Finalmente, reconozco que escribir sobre el terror es un ejercicio riesgoso no solo porque está siempre al borde de la ruptura bajo la mera presión de los discursos en conflicto, sino porque tiene el potencial de estallar en la cara. Por consiguiente, la advertencia reglamentaria para acompañar una narrativa de este tipo sería “manéjese con cuidado”. Al igual que la tarea de armar los componentes de una bomba, todos los cables entretejidos diestra y minuciosamente sin tocarse, la escritura del terror requiere tanta vigilancia y sutileza como la lectura de su narrativa. Con estos comentarios preliminares, permíteme entregarte este libro para que le brindes tu atención crítica, esperando que la colaboración en el acto de la lectura nos permita pensar juntos a través del terror.

 

NOTAS


[1] Al poner 11 de septiembre entre comillas busco llamar la atención a su construcción como evento, pues como nos recuerda Derrida, este siempre ha sido leído como una “cita” y afirmado como un “major event” (evento mayúsculo) en la esfera pública global (2003, 87-88). Resaltando este acto de nombrar como una “amenazante conminación” o aún peor, como un “imperativo aterrorizante, incluso terrorista”, Derrida relaciona el término angloamericano “el 11 de septiembre” con el “discurso político que domina la escena mundial” (88). En contraste, el 11 de septiembre de 2001 es la fecha real alrededor de la que se han construido los hechos del “11 de septiembre” o “9/11”.

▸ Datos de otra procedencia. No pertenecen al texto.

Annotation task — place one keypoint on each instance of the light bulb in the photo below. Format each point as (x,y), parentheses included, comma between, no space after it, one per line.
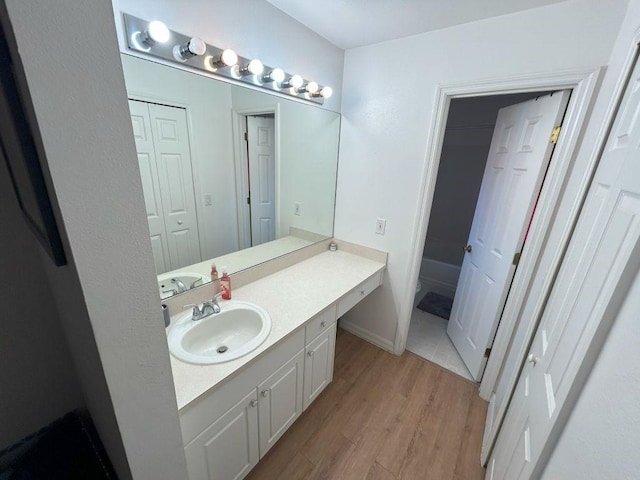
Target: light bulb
(275,75)
(326,92)
(255,67)
(157,32)
(296,82)
(227,58)
(193,47)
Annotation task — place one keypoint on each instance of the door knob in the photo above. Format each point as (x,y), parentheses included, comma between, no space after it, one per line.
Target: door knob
(533,359)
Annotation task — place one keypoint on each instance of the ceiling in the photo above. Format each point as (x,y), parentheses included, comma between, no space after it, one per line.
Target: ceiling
(354,23)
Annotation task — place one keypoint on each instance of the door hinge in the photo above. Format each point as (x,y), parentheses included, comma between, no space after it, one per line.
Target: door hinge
(516,258)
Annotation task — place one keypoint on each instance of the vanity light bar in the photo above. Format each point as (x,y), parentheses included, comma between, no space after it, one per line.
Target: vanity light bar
(184,50)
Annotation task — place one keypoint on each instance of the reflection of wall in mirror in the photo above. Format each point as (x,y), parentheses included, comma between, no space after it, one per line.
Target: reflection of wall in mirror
(308,151)
(208,104)
(308,156)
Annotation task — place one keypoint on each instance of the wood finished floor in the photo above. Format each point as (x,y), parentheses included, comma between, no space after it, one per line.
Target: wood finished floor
(383,418)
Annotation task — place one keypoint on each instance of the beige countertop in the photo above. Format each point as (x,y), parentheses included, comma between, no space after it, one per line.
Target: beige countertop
(291,297)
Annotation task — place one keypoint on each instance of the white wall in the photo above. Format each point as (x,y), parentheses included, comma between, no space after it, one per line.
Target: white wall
(254,29)
(106,297)
(38,378)
(386,121)
(601,439)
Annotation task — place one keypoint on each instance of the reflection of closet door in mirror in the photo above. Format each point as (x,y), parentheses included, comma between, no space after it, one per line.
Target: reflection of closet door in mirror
(150,185)
(262,178)
(165,168)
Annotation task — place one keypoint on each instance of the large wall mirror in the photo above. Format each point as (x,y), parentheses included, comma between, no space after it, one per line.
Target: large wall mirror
(231,175)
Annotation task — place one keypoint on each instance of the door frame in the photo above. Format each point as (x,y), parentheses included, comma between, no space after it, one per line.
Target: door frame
(240,163)
(583,83)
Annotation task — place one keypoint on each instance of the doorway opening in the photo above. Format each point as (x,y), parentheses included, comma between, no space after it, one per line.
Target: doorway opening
(510,132)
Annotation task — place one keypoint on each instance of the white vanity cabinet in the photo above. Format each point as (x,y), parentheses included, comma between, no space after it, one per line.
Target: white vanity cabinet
(228,448)
(228,430)
(280,401)
(320,345)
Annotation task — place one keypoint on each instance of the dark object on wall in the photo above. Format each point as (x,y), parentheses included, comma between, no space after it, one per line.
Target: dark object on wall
(67,449)
(21,145)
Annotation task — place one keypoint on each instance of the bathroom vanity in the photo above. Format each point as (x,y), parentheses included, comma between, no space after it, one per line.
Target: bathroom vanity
(232,413)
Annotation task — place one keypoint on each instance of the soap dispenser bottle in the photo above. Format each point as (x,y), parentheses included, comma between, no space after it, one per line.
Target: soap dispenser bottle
(225,284)
(214,272)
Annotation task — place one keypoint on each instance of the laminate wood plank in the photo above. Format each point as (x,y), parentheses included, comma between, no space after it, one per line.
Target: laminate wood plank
(378,472)
(398,442)
(468,463)
(350,365)
(345,409)
(374,434)
(383,418)
(373,394)
(336,452)
(436,442)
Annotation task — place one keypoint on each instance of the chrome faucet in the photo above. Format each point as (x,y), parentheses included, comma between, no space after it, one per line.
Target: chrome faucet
(208,308)
(180,284)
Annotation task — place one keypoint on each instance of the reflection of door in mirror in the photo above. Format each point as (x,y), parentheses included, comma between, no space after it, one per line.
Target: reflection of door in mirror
(164,158)
(262,183)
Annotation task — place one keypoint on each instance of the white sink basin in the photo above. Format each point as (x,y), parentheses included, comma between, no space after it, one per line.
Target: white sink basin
(238,329)
(166,286)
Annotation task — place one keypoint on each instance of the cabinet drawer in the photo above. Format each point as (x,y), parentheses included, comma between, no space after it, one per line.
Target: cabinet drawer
(347,302)
(321,323)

[2] Malate es un distrito o barrio de Manila, Filipinas.

[3] “Inventar el barco de vela o de vapor es inventar el naufragio. Inventar el tren es inventar el accidente ferroviario”, como desarrolla Paul Virilio en El accidente original (The Original Accident, 2007, 10).  La posibilidad de la catástrofe se construye como parte inherente a toda tecnología—no solamente la tecnología letal del poder nuclear sino algo tan ordinario como la electricidad, cuya invención también hace posible el electrocutamiento.

[4] Paul Virilio, Unknown Quantity, 2003, 26.

[5] N. de la T.: Sobre el término “performance”, véanse las notas 1 y 9 en el prefacio.

[6] Jacques Derrida. “Autoimmunity: Real and Symbolic Suicides”, 2003, 87-136.

[7] Talal Asad. “On Suicide Bombing”, 2007, 7.

[8] Citado por Brian Whitaker, “The Definition of Terrorism”, The Guardian, 7 de mayo de 2001.

[9] Ibid., 2.

[10] Tzvetan Todorov. Torture and the War on Terror, 2009, 32.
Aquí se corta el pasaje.